Hak asasi manusia di Kamboja

Kondisi hak asasi manusia di Kamboja semakin mengkhawatirkan. Pembatasan ekstrem terhadap hak-hak sipil dan politik yang diterapkan sejak 2017 di Kamboja semakin intensif. Adanya Undang-undang Keadaan Darurat baru menyebabkan bertambahnya kerangka hukum yang melanggar hak asasi manusia di Kamboja. Para pembela hak asasi manusia, demonstran damai, dan anggota partai oposisi terus mengalami pelecehan dan intimidasi akibat penyalahgunaan sistem peradilan. Hak-hak perempuan juga terus-menerus diserang. Salah satunya adalah ketika Perdana Menteri Kamboja, Hun Sen, memimpin kampanye publik dan menggunakan interpretasi sewenang-wenang mengenai "tradisi" dan "budaya" untuk membatasi hak-hak perempuan. Selain itu, orang-orang yang ditahan secara sewenang-wenang di pusat penahanan narkoba mengalami penyiksaan dan diperlakukan secara tidak manusiawi.[1]

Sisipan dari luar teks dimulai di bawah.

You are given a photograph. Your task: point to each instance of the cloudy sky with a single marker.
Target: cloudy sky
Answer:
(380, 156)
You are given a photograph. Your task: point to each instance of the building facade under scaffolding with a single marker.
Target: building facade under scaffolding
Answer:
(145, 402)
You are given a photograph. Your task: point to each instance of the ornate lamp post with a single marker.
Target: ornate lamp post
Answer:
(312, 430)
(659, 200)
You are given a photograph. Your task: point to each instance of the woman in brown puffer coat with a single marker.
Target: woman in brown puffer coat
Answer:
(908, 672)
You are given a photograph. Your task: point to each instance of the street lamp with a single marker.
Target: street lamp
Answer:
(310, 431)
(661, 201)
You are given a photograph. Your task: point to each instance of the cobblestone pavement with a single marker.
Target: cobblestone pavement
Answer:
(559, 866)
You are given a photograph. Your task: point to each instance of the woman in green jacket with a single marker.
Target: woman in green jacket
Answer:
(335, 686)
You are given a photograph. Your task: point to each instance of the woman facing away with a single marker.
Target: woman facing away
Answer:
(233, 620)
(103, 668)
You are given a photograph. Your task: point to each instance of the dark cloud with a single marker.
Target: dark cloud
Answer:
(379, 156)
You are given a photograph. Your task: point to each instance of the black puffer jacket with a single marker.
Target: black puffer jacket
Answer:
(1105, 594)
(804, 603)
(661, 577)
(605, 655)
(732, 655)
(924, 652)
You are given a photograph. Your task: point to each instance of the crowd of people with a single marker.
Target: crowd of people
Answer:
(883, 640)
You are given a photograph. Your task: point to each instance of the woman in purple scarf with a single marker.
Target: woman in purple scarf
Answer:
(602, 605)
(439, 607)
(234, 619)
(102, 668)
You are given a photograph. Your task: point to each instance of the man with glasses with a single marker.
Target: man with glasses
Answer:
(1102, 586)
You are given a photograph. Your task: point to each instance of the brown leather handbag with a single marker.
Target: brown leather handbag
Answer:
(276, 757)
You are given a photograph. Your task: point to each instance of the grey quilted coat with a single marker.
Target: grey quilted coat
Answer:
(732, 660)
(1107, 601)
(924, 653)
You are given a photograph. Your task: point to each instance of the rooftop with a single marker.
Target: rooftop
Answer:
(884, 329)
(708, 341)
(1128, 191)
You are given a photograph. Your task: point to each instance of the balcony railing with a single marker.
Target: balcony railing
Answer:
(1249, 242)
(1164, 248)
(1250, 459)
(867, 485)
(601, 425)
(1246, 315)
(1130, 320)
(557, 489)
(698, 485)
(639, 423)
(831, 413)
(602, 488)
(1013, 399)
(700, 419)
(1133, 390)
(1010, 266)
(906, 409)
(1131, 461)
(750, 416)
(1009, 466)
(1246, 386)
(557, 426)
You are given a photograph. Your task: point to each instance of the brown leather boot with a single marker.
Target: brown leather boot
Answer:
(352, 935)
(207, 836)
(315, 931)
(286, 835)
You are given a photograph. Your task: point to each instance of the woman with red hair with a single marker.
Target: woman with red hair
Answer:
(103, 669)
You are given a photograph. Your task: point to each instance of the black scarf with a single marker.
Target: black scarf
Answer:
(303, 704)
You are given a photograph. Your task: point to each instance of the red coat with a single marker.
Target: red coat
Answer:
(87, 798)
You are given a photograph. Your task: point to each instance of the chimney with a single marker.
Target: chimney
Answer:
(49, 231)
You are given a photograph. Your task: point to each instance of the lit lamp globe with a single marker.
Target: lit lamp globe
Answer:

Kini, akibat pandemi COVID-19, puluhan ribu pekerja di Kamboja berisiko mengalami kemiskinan, terutama pekerja yang memiliki utang keuangan mikro. Kamboja tercatat sebagai negara yang paling banyak berhutang keuangan mikro di dunia. Hal ini terjadi akibat tindakan keras pemerintah Kamboja pada 2017 sampai 2020 yang menargetkan media independen, organisasi masyarakat sipil yang blak-blakan, dan oposisi politik. Tindakan tersebut kemudian menyebabkan Uni Eropa mencabut sebagian status perdagangan bebas preferensi Kamboja di bawah perjanjian perdagangan Everything But Arms (EBA), karena adanya pelanggaran hak-hak buruh dan hak asasi manusia.[1]

  1. ^ a b "Cambodia 2020 Archives". Amnesty International (dalam bahasa Inggris). Diarsipkan dari versi asli tanggal 2023-08-07. Diakses tanggal 2021-11-05.